AutoReviewBot: AI-Powered Pull Request Reviewer
AutoReviewBot is an automated GitHub bot that reviews Pull Requests (PRs) using static code analyzers and Machine Learning (ML). It posts GitHub comments highlighting potential code issues, prioritizes them using AI.
- Runs static code analyzers: Checkstyle, PMD, SpotBugs
- Uses ML to prioritize violations based on developer feedback
- Posts inline comments on GitHub PRs using GitHub API
- Optional LLM summarization for grouped feedback
- Tracks metrics (Precision, Recall) and logs feedback
- Supports adaptive rule weights with
weights.yaml
| Component | Tool/Library |
|---|---|
| Language | Python 3 |
| Static Analysis | Checkstyle, PMD, SpotBugs |
| ML Ranking | LightGBM + TF-IDF + Scikit-learn |
| LLM Summarization | OpenAI GPT (optional) |
| GitHub Integration | REST API + Webhooks |
| Hosting | Ngrok |
| CI/CD Support | GitHub Actions |
AI & ML Integration Model: LightGBM classifier with TF-IDF features from violation messages.
Inputs:
Violation message (text)
Severity (low, medium, high, critical)
Tool name (checkstyle, pmd, spotbugs)
Output: Ranking score → used to prioritize comment importance.

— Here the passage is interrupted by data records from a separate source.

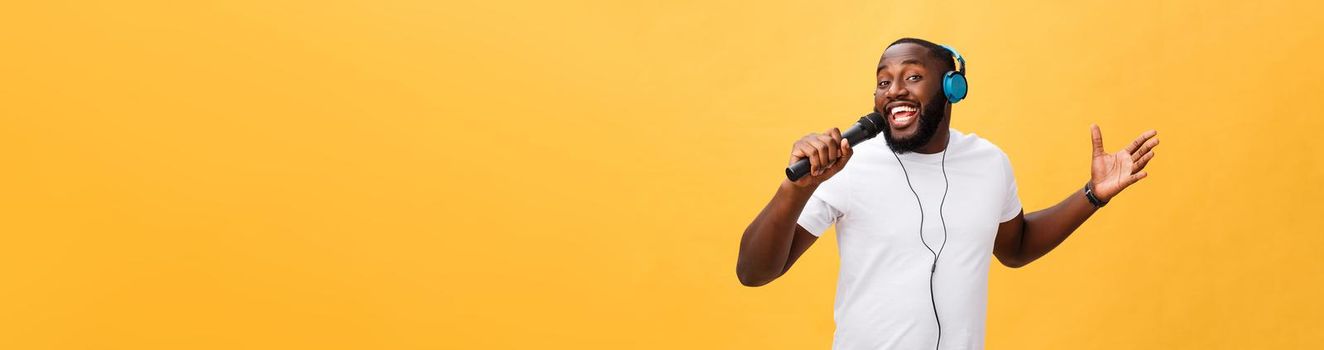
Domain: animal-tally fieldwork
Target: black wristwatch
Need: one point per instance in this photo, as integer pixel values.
(1088, 194)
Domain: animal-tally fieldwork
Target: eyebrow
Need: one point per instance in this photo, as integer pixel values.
(908, 61)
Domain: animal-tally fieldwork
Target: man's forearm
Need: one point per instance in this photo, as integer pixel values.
(1046, 228)
(765, 244)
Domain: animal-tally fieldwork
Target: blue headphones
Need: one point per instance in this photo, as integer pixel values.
(953, 82)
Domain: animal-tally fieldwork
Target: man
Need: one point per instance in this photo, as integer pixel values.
(916, 216)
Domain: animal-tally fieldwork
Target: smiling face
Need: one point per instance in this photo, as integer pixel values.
(910, 96)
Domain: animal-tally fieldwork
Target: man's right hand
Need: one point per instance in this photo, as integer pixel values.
(828, 154)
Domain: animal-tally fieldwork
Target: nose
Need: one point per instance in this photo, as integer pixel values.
(895, 89)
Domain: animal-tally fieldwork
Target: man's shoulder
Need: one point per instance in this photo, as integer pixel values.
(975, 145)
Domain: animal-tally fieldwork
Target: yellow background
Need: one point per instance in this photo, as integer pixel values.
(577, 174)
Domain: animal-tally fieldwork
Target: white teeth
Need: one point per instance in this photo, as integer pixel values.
(899, 109)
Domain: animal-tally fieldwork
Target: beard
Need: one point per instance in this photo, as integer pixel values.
(928, 121)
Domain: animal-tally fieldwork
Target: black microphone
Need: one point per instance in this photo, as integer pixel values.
(866, 129)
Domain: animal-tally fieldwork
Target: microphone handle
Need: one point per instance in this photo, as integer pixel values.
(853, 135)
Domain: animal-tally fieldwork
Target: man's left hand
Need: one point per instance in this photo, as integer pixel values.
(1112, 173)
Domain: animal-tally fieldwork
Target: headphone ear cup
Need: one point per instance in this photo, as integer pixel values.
(955, 86)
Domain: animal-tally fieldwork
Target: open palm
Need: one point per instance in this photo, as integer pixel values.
(1112, 173)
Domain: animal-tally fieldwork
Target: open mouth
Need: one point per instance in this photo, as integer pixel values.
(902, 114)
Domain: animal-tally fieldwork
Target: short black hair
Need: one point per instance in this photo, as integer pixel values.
(940, 55)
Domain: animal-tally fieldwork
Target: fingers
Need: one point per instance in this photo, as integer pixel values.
(1144, 147)
(1137, 147)
(1096, 137)
(1136, 176)
(817, 155)
(846, 151)
(1144, 161)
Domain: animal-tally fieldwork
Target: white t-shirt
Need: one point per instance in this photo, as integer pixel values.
(883, 285)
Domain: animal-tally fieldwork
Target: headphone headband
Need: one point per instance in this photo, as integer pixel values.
(959, 58)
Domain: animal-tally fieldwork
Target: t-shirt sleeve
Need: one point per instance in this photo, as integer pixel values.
(818, 215)
(1012, 202)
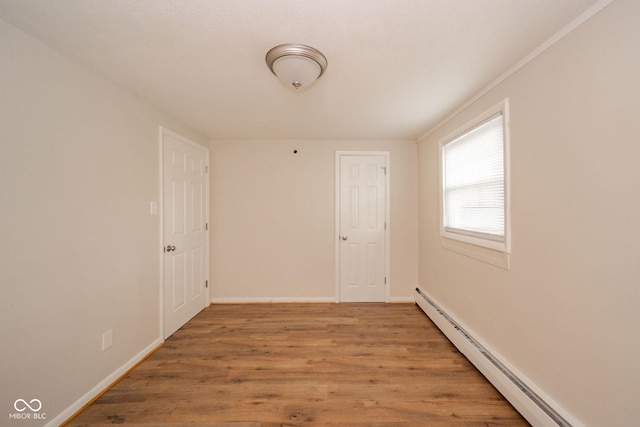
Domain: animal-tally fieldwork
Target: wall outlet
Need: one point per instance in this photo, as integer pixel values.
(107, 339)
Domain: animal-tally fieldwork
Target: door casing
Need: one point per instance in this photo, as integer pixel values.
(387, 269)
(164, 131)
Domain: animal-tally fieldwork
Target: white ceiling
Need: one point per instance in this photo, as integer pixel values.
(396, 67)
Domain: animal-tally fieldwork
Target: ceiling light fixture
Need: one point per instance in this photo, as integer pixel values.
(296, 65)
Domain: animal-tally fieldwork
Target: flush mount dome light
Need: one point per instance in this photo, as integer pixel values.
(296, 65)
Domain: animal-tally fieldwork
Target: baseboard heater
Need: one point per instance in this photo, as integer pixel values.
(550, 413)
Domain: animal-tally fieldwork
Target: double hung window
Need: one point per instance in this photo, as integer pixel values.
(474, 182)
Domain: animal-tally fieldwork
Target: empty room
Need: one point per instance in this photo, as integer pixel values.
(298, 212)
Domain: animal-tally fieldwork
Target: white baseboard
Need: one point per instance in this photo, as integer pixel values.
(242, 300)
(401, 300)
(528, 399)
(102, 385)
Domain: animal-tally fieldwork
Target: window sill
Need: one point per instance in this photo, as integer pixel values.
(486, 255)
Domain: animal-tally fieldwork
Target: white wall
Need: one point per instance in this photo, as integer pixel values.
(273, 218)
(79, 250)
(566, 313)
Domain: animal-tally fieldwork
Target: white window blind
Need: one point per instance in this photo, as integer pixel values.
(474, 182)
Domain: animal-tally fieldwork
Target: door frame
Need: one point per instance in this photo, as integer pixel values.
(387, 231)
(164, 131)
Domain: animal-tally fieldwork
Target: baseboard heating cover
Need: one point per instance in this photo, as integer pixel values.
(529, 403)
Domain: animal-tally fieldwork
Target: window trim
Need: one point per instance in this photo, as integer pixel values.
(475, 238)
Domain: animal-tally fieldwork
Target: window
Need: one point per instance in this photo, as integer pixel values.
(474, 182)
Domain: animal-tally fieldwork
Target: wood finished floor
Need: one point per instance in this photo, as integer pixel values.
(290, 364)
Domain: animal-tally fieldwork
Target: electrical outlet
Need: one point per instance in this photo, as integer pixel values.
(107, 339)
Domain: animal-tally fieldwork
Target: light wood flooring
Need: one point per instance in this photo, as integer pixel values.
(291, 364)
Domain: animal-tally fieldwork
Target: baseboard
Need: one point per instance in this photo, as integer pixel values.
(532, 403)
(73, 410)
(401, 300)
(265, 300)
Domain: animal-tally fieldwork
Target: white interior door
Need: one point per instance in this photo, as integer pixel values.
(362, 208)
(185, 276)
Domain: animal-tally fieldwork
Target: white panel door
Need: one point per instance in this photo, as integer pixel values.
(362, 210)
(184, 231)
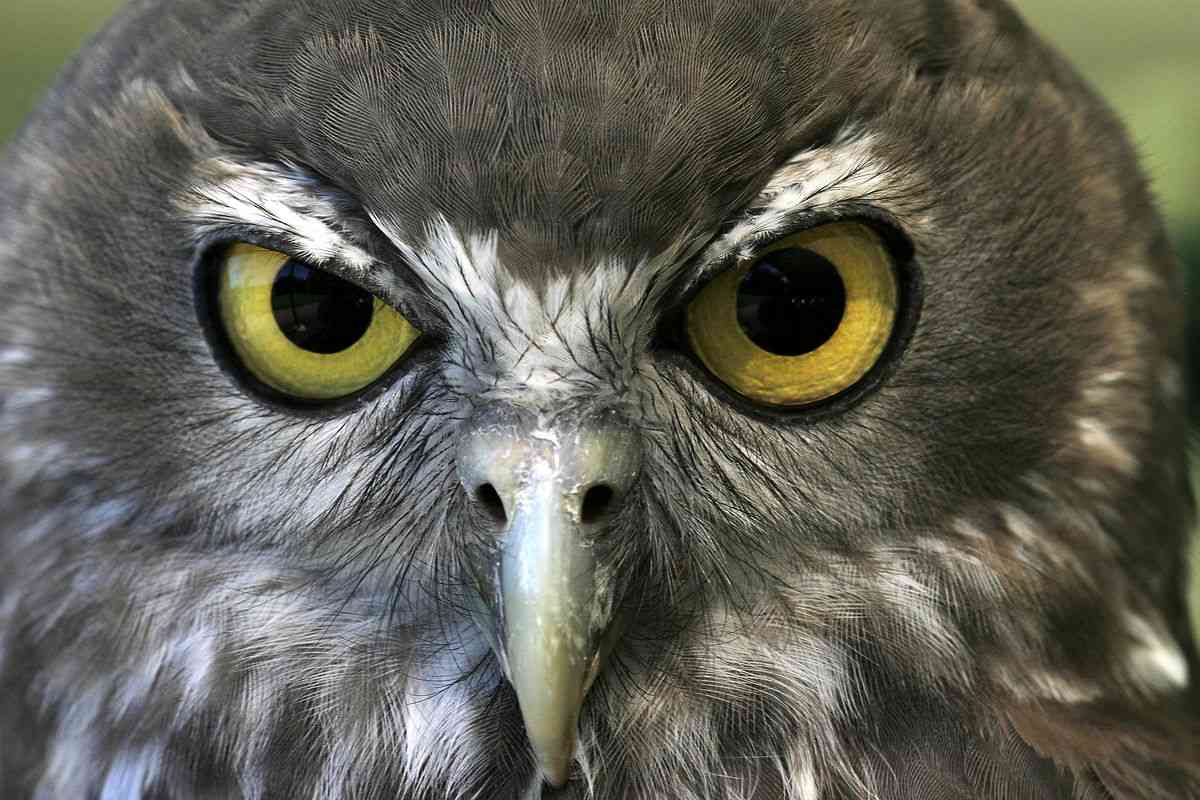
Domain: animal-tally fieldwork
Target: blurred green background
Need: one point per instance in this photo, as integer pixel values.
(1145, 56)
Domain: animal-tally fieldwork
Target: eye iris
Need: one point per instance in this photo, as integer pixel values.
(791, 301)
(317, 311)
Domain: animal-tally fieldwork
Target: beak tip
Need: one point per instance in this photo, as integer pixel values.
(556, 770)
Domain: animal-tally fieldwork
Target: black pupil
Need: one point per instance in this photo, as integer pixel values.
(319, 312)
(791, 301)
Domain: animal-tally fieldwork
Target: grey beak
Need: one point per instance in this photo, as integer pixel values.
(552, 487)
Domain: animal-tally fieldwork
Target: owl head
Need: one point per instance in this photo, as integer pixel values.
(708, 400)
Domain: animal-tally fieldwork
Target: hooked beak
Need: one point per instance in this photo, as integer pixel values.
(558, 485)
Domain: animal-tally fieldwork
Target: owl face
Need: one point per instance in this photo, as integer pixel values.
(688, 401)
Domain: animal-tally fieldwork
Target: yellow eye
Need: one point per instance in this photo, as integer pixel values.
(305, 331)
(803, 320)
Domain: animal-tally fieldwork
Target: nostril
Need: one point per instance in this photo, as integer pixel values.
(595, 503)
(491, 500)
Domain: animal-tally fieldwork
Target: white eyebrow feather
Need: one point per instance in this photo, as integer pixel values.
(277, 199)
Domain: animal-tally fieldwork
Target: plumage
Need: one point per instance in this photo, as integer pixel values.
(960, 578)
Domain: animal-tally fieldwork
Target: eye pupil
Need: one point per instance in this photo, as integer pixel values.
(317, 311)
(791, 301)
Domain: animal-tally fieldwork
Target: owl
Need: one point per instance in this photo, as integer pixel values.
(607, 400)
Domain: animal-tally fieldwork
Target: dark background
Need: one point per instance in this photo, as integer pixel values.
(1144, 56)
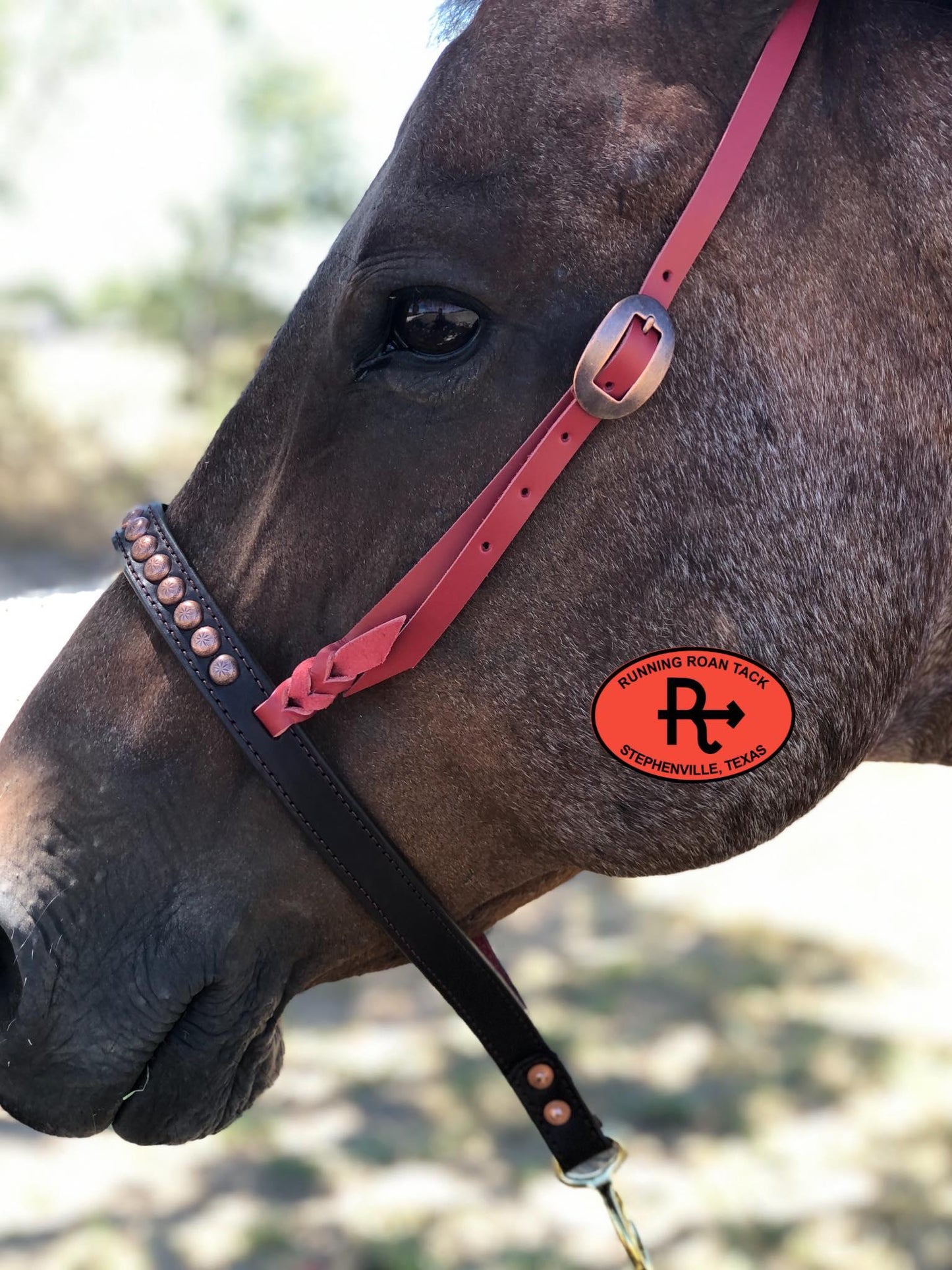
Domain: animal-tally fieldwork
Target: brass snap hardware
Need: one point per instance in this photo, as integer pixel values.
(608, 335)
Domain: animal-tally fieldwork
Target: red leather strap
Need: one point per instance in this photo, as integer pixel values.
(409, 620)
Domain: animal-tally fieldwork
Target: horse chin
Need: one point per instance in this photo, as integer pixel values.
(177, 1100)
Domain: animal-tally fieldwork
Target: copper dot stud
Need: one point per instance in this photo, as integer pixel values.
(540, 1076)
(223, 671)
(188, 615)
(206, 642)
(171, 591)
(136, 527)
(144, 548)
(557, 1112)
(156, 568)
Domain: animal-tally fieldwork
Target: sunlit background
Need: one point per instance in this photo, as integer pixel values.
(772, 1038)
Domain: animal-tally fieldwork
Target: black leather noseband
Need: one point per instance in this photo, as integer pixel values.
(349, 841)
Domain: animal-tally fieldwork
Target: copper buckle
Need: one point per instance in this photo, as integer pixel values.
(608, 335)
(598, 1174)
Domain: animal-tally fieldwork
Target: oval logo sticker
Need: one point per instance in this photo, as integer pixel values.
(693, 714)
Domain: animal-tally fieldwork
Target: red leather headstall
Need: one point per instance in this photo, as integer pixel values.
(621, 367)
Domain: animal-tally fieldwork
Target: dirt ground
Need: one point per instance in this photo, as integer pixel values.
(772, 1039)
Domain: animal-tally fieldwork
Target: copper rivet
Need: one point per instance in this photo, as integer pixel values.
(223, 671)
(156, 568)
(541, 1076)
(188, 615)
(206, 642)
(144, 548)
(557, 1112)
(136, 529)
(171, 591)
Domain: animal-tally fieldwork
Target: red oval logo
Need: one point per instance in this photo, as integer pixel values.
(693, 714)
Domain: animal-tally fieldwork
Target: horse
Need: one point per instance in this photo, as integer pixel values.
(786, 493)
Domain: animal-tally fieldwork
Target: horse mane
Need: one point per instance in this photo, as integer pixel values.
(453, 17)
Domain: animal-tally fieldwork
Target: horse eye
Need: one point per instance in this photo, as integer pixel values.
(431, 326)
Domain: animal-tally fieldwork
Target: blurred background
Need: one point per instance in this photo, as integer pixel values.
(771, 1038)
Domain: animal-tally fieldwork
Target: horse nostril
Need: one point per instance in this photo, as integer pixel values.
(11, 979)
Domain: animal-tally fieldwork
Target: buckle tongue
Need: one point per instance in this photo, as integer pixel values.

Feedback Learning: Developer responses update feedback_log.csv, improving future predictions.
How It Works (Step-by-Step) GitHub Webhook Triggered: When a PR is opened or updated.
Bot Clones Repo: Uses GitHub token to clone PR branch.
Run Analyzers: Executes Checkstyle, PMD, SpotBugs on the codebase.
Parse Results: Extracts file, line, message, severity, and tool used.
Rank Violations: ML model scores importance.
Comment on PR:
Inline comments
Summary comment with total/critical issues
LLM Summary : Uses GPT to group and summarize violations.
Merge Blocking: Blocks if any critical issue is found.
Feedback Logging: Stores whether developer accepted/ignored suggestions.
Model Retraining: Uses feedback log to improve future rankings.